Digger bees are digging a new law in New York

In a move that will help all bees, Gov. Hochul signs Birds and Bees Protection Act to restrict bee-killing pesticides coated onto seeds.

Save the bees

Tom Koerner/USFWS | Public Domain
A digger bee at a national wildlife refuge.

Digger bees are the most common bee in New York. They nest in the ground and spend their days above the dirt, flitting from flower to flower. Like all other bees in the Empire State, they recently got some good news. Thanks to the signature of Gov. Hochul on the Birds and Bees Protection Act, New York has a new law that restricts bee-killing pesticides that are coated onto seeds. 

Bees are dying. Honey bees. Wild bees. Consider the American bumble bee, which has seen its population fall by 90% and has gone missing in multiple states. 

A changing climate, habitat loss, and bee-killing pesticides are the culprits, which is why a new law in New York has gardeners, nature-lovers and bee-enthusiasts buzzing. 

The Birds and Bees Protection Act, signed by Gov. Hochul on Dec. 22, restricts the practice of coating seeds with a class of bee-killing pesticides called neonicotinoids, or “neonics” for short. NRDC finds that the law will eliminate 80-90% of the neonics entering the environment in New York. 

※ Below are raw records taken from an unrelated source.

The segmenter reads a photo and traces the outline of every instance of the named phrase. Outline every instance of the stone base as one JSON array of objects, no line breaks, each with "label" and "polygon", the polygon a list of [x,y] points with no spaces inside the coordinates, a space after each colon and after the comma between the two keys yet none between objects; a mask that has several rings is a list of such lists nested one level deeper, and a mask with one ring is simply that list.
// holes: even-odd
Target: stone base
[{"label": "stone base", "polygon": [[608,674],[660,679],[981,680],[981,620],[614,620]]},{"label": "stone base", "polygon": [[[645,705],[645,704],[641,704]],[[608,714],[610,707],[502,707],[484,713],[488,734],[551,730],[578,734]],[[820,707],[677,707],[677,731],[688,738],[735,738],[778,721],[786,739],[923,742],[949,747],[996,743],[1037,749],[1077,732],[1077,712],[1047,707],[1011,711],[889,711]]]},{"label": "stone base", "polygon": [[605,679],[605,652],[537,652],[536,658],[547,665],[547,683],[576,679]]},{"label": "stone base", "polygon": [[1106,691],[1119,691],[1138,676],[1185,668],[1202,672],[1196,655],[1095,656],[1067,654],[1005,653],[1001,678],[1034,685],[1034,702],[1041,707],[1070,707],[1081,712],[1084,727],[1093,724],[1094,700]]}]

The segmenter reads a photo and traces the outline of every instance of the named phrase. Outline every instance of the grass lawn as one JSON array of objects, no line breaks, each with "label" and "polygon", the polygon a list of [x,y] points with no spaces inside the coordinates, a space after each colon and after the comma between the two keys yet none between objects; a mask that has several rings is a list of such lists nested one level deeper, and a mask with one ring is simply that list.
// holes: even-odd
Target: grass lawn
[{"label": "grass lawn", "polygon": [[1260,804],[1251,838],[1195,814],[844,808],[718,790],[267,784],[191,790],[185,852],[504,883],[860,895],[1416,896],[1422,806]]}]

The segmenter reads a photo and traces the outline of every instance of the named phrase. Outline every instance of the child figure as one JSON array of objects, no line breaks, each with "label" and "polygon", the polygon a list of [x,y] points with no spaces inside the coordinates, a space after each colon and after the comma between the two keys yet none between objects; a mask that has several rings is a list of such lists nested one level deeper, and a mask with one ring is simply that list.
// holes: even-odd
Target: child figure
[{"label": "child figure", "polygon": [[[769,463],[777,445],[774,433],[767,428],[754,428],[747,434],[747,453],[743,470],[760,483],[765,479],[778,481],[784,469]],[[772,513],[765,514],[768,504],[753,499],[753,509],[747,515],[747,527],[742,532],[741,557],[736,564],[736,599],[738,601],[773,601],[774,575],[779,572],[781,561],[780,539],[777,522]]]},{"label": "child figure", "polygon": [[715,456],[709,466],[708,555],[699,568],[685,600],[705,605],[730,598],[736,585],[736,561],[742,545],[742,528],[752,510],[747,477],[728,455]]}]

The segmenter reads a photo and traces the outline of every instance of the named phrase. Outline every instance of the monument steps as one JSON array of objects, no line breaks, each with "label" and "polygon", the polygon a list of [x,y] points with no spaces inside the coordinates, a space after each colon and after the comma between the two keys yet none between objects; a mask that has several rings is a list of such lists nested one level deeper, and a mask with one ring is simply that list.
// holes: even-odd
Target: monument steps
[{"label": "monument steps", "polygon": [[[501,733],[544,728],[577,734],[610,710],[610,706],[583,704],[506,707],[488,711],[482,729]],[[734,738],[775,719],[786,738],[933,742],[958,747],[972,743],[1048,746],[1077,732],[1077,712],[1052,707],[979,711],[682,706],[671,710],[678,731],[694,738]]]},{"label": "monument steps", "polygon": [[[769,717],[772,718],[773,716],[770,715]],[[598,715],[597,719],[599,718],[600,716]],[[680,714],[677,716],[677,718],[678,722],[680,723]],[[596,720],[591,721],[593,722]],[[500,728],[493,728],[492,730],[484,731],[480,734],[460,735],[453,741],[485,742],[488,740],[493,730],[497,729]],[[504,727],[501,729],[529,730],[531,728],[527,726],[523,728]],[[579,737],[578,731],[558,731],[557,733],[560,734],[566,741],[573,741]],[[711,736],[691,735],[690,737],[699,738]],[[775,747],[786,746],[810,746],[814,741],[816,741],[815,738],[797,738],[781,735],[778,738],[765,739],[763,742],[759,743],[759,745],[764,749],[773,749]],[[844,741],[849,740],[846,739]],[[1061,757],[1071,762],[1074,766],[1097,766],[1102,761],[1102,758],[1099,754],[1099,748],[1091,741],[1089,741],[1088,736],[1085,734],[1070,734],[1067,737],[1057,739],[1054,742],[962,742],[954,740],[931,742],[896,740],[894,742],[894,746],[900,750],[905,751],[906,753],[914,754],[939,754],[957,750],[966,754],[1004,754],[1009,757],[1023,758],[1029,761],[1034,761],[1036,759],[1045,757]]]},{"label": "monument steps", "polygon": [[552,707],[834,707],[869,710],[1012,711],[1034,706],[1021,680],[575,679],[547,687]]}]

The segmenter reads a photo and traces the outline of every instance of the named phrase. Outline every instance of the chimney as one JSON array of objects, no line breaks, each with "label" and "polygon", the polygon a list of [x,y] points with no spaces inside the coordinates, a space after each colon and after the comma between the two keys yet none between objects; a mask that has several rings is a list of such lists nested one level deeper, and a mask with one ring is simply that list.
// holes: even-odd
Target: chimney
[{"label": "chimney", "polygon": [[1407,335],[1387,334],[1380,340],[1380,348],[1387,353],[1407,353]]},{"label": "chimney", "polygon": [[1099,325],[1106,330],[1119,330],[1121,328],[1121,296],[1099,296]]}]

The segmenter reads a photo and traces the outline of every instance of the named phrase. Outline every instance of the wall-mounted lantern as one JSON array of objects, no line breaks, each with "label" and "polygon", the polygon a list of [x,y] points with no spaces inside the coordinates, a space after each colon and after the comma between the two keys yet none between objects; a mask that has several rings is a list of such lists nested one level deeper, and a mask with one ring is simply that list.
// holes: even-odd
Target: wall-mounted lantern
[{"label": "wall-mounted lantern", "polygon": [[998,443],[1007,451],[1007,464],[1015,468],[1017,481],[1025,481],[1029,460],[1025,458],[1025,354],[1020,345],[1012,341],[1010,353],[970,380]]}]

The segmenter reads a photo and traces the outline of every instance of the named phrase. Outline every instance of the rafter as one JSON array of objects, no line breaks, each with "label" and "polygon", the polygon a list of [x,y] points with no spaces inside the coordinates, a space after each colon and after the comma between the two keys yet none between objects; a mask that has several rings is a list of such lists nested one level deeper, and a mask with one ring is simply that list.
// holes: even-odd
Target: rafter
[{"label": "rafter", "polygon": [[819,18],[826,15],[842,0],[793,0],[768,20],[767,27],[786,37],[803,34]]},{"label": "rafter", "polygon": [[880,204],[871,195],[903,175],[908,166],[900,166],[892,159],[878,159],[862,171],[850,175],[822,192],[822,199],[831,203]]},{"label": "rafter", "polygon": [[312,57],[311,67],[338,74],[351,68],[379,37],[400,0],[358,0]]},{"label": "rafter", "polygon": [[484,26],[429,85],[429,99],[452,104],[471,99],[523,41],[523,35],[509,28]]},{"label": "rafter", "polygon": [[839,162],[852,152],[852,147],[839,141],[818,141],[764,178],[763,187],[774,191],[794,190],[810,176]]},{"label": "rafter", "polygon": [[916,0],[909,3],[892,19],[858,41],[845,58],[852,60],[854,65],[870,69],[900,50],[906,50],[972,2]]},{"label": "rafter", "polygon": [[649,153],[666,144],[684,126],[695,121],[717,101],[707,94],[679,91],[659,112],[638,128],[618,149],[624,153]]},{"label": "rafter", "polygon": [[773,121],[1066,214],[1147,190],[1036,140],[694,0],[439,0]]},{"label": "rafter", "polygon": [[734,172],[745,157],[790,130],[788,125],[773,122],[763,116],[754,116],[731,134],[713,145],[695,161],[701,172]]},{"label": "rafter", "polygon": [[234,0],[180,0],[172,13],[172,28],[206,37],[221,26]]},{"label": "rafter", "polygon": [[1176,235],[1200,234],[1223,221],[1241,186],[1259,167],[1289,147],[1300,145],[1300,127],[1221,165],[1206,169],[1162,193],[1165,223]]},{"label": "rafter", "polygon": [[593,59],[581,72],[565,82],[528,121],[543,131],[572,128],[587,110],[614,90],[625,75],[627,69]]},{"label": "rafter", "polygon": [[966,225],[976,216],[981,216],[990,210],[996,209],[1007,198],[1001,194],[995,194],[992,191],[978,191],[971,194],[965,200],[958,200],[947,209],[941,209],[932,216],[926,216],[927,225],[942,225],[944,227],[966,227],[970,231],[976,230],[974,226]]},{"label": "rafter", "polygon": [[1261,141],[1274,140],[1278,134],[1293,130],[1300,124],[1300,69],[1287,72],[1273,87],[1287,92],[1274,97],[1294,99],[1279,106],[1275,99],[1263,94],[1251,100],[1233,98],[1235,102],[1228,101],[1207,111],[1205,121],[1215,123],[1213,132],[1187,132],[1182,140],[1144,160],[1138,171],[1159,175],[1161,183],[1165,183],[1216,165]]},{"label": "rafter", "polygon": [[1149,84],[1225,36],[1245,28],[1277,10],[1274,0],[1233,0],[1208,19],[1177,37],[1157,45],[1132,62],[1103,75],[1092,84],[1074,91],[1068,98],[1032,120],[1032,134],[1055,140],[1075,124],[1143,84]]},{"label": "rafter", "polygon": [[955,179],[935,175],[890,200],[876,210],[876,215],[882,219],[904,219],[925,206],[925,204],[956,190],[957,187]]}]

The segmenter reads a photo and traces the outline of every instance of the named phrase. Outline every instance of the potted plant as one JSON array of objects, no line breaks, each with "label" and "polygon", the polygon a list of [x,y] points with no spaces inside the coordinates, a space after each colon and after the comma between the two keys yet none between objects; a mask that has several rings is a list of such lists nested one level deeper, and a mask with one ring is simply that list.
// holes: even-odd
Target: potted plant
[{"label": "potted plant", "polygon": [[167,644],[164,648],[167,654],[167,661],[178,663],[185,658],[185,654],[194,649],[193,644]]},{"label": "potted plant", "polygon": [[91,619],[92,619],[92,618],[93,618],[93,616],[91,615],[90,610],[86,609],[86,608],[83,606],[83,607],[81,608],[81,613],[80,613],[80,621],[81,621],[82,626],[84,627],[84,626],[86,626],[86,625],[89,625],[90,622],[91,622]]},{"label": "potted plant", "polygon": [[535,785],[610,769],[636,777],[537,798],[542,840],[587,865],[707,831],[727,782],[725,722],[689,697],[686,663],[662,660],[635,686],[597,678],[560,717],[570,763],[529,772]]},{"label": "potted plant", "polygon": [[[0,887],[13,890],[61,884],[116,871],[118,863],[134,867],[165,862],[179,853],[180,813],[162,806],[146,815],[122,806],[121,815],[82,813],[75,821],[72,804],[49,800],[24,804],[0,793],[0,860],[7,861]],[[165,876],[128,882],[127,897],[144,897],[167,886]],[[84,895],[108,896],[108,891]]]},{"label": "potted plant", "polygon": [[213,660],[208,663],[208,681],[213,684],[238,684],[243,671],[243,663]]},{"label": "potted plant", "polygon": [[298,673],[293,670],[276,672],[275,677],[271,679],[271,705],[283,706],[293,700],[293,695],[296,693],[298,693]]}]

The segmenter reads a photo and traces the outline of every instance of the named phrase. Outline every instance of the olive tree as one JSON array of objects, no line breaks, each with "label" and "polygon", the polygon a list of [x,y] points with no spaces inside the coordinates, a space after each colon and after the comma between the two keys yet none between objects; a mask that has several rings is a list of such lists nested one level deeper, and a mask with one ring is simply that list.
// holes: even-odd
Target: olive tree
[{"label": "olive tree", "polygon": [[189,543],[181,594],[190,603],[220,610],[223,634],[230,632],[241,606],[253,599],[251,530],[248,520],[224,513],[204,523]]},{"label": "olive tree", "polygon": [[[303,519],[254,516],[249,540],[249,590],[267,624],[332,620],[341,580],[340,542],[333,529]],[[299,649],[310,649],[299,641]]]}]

The practice of coating seeds with bee-killing pesticides has been a thorny one to tackle. At the federal level, the EPA has said that pesticide coatings aren’t considered pesticides – a loophole if ever there was one. And this basic rubric has been passed down to the states. 

The New York law gets to the heart of the issue, recognizing that these pesticide coatings are a serious problem and restricting them. 

We offer a big congrats to the bill’s primary sponsors, Senator Brad Hoylman-Sigal and Assemblymember Deborah Glick, and a big thank you to Governor Hochul. 

The Empire State is now more bee-friendly. Moreover, New York has provided other states with another roadmap for protecting bees.